Grab the binoculars, or if you live in a location free of urban glow, just use your eyes to enjoy a year-end surprise: Comet C/2014 Q2 – Comet Lovejoy or Comet Q2 for short.
Comet Lovejoy is making its first pass by the sun in 11,500 years, and because the planets have tweaked its orbit during its approach, it won't be back for another 8,000 years.
The comet, discovered Aug. 17, initially wasn't expected to become a naked-eye object. But it has brightened, highlighting comets' tendencies to turn brightness predictions on their heads. Often, it's been the "comet of the century" that has turned out to be a visual dud. Think Comet Kahoutek in 1973, for instance.
When it comes to predicting a comet's brightness, "there are no nice, clean set of rules you can apply," says Alan Delamere, who has designed instruments for robotic space missions, including the European Space Agency's Giotto mission, which made the first close-up observations of Comet Halley in March 1986, and has served on the science teams of several NASA missions, including the Mars Reconnaissance Orbiter.
This time around, skywatchers are getting an unexpected treat.

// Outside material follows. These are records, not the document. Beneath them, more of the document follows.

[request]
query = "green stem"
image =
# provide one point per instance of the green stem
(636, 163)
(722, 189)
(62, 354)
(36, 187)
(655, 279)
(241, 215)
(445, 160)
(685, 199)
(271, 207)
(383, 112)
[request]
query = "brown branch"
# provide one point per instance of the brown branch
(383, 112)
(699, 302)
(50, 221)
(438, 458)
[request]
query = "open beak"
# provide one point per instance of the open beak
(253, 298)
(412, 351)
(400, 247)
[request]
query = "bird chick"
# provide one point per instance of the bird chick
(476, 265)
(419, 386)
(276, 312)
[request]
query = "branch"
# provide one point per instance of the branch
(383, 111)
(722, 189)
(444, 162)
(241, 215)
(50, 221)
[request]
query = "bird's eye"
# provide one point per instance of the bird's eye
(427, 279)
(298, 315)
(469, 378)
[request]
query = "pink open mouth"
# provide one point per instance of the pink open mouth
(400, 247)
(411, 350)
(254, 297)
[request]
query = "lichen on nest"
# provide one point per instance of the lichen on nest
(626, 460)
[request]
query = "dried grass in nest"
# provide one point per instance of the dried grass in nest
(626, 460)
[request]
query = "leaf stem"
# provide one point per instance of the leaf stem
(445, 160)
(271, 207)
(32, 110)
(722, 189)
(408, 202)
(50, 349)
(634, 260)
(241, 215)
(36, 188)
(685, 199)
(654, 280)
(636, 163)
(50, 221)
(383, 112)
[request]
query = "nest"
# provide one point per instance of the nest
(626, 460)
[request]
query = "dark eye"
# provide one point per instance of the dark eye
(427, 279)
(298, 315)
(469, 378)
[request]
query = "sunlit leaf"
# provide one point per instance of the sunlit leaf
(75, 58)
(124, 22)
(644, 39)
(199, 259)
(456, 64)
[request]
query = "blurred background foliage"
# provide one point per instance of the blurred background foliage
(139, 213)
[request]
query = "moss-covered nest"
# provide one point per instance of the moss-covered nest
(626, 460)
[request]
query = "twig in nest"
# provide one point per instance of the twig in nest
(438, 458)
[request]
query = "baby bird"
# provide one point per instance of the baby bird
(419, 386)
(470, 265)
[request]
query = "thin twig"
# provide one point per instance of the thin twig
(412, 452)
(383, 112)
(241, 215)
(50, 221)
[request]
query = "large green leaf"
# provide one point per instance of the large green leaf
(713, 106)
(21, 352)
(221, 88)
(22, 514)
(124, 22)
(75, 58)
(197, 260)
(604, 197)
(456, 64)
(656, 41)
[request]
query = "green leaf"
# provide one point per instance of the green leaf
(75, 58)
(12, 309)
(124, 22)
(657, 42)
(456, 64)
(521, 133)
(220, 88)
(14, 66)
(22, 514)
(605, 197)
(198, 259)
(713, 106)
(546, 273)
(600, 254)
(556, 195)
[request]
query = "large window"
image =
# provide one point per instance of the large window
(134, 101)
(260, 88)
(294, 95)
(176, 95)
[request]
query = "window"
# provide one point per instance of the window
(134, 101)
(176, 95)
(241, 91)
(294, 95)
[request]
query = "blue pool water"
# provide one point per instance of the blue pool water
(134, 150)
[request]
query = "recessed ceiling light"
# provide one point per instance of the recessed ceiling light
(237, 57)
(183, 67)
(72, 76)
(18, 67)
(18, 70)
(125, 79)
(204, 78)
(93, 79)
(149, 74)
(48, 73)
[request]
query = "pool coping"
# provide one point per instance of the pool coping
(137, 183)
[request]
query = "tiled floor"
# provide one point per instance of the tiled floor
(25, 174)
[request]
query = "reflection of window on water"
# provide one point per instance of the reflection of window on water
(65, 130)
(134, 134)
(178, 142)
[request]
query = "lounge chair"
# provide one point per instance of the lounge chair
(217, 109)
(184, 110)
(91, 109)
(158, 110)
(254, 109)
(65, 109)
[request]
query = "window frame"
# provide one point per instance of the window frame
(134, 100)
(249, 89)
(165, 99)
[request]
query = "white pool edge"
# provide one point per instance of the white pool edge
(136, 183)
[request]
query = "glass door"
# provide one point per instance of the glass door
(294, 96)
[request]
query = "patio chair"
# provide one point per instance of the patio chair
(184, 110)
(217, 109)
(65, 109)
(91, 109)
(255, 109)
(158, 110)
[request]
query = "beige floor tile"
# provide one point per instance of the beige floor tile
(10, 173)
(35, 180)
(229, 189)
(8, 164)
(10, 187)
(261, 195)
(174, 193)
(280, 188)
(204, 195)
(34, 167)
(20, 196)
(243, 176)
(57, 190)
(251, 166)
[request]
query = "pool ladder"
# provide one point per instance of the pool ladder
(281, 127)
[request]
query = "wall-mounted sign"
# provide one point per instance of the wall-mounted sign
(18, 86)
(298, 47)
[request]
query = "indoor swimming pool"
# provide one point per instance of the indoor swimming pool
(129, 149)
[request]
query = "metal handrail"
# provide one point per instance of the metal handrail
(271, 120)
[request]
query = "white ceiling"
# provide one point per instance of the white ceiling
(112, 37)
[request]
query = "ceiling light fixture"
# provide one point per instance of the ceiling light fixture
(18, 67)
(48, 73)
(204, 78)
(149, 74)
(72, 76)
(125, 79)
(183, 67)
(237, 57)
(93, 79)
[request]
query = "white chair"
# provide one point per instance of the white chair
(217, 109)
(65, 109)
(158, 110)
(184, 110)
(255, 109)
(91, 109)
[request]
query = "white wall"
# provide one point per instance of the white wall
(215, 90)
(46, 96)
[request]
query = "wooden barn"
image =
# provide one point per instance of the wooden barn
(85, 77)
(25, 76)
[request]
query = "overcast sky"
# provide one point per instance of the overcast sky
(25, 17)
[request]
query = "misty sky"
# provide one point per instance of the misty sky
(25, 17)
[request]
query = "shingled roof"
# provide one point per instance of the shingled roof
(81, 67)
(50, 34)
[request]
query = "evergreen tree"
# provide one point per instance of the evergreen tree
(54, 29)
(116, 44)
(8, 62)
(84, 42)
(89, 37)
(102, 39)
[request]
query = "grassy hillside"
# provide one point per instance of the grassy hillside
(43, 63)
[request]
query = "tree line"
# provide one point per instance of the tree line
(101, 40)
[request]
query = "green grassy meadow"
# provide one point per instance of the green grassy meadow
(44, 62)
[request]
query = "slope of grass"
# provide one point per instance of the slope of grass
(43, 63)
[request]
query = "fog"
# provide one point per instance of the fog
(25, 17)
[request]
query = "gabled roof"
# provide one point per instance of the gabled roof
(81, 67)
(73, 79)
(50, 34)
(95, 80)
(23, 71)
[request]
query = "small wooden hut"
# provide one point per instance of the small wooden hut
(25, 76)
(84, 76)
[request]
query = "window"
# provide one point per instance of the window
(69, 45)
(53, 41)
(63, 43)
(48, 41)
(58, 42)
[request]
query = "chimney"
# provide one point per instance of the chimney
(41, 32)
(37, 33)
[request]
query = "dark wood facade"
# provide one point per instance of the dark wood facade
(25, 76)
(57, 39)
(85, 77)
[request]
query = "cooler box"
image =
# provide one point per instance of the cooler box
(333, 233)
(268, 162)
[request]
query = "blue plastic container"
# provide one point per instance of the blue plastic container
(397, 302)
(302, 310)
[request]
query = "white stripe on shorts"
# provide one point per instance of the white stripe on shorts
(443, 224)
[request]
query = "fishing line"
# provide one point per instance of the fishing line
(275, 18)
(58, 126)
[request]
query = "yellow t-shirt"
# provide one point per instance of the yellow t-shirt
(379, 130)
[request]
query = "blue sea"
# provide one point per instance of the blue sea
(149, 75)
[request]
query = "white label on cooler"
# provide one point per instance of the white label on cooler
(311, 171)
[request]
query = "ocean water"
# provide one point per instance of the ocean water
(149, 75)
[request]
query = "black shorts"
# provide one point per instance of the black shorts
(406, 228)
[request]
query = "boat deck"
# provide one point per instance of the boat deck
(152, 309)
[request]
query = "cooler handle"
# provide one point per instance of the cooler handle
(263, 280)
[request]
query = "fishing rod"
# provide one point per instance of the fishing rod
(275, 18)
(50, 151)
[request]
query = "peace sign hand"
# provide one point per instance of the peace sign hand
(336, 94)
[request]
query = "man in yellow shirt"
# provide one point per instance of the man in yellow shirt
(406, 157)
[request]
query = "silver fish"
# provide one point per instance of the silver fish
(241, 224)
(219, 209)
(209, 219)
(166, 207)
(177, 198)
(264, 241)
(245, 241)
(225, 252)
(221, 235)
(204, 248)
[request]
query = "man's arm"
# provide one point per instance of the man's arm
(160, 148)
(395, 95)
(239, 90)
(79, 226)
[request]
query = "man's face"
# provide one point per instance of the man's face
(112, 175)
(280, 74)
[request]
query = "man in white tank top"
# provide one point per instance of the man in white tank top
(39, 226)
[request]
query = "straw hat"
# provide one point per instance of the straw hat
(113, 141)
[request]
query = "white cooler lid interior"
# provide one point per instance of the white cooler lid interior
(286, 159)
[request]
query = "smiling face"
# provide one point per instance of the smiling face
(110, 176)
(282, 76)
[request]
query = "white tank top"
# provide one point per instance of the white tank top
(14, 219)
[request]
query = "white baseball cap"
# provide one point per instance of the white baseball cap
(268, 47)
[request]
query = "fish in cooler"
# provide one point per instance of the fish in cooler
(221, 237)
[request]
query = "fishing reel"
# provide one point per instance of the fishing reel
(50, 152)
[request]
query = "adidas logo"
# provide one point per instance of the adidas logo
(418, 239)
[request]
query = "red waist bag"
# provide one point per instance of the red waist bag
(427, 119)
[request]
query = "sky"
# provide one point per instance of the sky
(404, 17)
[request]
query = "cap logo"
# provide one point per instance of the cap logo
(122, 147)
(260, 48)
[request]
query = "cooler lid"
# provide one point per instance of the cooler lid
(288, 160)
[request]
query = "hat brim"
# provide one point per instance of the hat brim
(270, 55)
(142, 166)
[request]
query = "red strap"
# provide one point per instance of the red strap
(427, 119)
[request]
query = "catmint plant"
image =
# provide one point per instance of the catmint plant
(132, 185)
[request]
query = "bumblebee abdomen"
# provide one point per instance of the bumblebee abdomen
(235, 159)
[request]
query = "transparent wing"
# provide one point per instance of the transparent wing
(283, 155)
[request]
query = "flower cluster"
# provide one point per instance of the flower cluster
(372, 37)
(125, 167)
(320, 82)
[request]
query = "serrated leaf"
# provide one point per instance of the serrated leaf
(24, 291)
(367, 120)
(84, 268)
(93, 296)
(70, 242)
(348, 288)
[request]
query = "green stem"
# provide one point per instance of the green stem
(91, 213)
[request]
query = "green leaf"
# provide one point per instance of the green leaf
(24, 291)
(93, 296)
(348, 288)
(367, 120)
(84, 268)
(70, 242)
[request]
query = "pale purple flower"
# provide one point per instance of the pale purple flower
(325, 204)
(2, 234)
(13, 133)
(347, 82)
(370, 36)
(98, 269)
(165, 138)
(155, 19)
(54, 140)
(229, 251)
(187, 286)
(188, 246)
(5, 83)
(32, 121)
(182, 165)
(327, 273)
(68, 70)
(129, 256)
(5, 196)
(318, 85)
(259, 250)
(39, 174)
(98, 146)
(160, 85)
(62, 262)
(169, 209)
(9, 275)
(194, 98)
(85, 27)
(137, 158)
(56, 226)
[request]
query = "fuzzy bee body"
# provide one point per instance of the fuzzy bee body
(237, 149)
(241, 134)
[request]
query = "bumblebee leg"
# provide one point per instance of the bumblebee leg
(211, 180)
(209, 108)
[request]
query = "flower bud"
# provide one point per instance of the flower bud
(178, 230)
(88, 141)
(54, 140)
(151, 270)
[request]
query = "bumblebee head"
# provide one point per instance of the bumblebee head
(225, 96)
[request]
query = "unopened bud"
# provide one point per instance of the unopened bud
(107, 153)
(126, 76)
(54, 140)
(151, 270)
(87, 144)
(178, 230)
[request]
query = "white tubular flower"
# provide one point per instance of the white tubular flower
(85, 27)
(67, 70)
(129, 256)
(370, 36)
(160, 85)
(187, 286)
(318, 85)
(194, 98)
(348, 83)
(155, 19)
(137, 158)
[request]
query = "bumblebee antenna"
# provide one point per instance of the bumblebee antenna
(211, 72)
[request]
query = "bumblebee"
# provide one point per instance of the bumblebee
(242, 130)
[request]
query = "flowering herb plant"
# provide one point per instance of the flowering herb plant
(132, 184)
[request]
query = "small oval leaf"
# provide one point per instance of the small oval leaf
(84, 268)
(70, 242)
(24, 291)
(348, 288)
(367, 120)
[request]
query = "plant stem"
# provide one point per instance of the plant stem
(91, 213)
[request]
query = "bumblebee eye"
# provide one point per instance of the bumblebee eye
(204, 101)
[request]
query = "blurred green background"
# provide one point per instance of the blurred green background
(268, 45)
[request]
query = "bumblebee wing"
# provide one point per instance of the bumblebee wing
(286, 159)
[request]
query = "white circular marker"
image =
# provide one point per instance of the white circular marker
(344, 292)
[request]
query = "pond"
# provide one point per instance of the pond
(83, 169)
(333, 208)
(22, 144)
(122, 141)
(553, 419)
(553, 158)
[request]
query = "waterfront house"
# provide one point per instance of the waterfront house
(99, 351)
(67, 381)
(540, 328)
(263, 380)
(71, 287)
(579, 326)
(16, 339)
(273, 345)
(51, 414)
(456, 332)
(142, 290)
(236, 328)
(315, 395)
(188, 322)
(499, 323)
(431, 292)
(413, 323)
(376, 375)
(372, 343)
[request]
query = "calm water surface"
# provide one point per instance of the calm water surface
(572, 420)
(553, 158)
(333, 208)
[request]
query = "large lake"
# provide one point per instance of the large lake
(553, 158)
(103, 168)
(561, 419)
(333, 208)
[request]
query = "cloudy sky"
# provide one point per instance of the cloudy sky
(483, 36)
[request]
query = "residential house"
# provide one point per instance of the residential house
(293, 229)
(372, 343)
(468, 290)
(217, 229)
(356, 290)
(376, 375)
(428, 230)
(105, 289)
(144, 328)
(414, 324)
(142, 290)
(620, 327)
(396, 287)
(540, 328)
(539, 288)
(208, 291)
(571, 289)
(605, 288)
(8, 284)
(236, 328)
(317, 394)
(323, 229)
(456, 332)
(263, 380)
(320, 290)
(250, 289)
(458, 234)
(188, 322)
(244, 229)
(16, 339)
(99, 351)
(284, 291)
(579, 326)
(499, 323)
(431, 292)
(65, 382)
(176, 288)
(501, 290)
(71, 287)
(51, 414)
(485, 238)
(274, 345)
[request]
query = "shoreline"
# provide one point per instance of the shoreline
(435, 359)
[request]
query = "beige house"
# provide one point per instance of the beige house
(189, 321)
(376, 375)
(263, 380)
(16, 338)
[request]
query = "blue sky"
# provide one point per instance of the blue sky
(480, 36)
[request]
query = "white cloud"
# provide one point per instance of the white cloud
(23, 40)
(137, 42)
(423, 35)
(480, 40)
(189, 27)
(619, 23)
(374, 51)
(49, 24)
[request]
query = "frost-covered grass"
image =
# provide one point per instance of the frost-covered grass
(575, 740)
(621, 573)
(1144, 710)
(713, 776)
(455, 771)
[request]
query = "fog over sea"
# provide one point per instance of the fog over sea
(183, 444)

Comet Lovejoy was discovered by Terry Lovejoy, an amateur astronomer who lives outside of Brisbane, Australia, and has four other comet discoveries to his credit since 2007.
The comet currently appears as a fuzzy blob in the constellation Lepus, almost on a direct line below Orion's brightest star Rigel and nearly level with Sirius, the brightest star in the constellation Canis Major, Orion's hunting hound.
Weather, as well as a moon trending toward full through Jan. 4, may make the viewing a bit challenging. But conditions should get better. On Jan. 7, Comet Lovejoy makes its closest approach to Earth at some 44 million miles away, before making its closest approach to the sun on Jan. 30.
The comet also is rising higher in the northern sky. By Jan. 7, the comet will be appearing to the right of the bottom half of Orion's bow, just above the constellation Eridanus. With the comet's path taking it ever higher in the sky each night and the moon heading to its "new" phase, the comet should put on a good show in mid January, and remain a binocular object through at least through the end of the month, depending on your location and levels of urban glow.
Because of its long travel time through the solar system, Comet Lovejoy falls into the long-period category of comets. These comets come from an extended cloud of orbiting, oddly shaped relics composed of ice and dust from the dawn of the solar system. It's known as the Oort cloud. The cloud begins roughly 2,000 to 5,000 astronomical units from the sun, or 2,000 to 4,000 times the distance from Earth to the sun. By some estimates, the outer edge of the Oort cloud, with billions of comet-like objects, extends to 1.5 light-years from the sun – slightly less than halfway to the sun's nearest neighbor, Proxima Centauri.
Comets whose orbits bring them within the inner solar system naturally brighten as they warm and the ices they contain heat up and jump from ice to gas with no intermediate stage as a liquid. This process, known as sublimation, generates the gas that glows in the comet's halo, or coma, as well as the tails of dust and ionized gas that trail away from it.
But how bright that coma glows varies comet by comet, depending the amount of ices it contains, how warm it gets, the number of passes it has made into the inner solar system, and from a skywatcher's point of view, how close it comes to Earth, notes Carey Lisse, a senior research scientist at Johns Hopkins University's Applied Physics Laboratory in Laurel, Md.
Long-period comets, such as Comet Lovejoy, spend most of their time traveling through the farthest reaches of the sun's gravitational influence, where temperatures hover around -360 degrees Fahrenheit. If they never reach the inner solar system as they orbit, they don't thaw enough to release much gas. If they do, and ices are close enough to the surface, they can undergo an initial burst of brightening.
The first gases to appear come from a comet's reservoir of frozen carbon monoxide, then carbon dioxide, and finally water ice, Dr. Delamere adds.
Brightening can continue, fizzle, or fluctuate, depending on the structure of the core and how much ice gets exposed to the sun's warmth as the comet heads toward its closest approach.
Indeed, the structure of comets are of keen interest beyond trying to estimate changes to a comet's brightness. Scientists haven't yet figured out how they form, acknowledges Dr. Lisse.
Models of early solar-system formation can show how dust grains a millionth of a meter across grow to the size of BBs, he says. And they can reconstruct the pathway that leads from comet-sized objects perhaps a half a mile across to planets thousands of miles across.
But what happens in between remains a mystery, presumably locked up within comets themselves. Comets' structure and composition reflect the environment in which they formed, which would have varied somewhat from one region of the protoplanetary disk to another.
Little wonder then that comets are like cats, Lisse says. "They're very interesting, and they do what they want."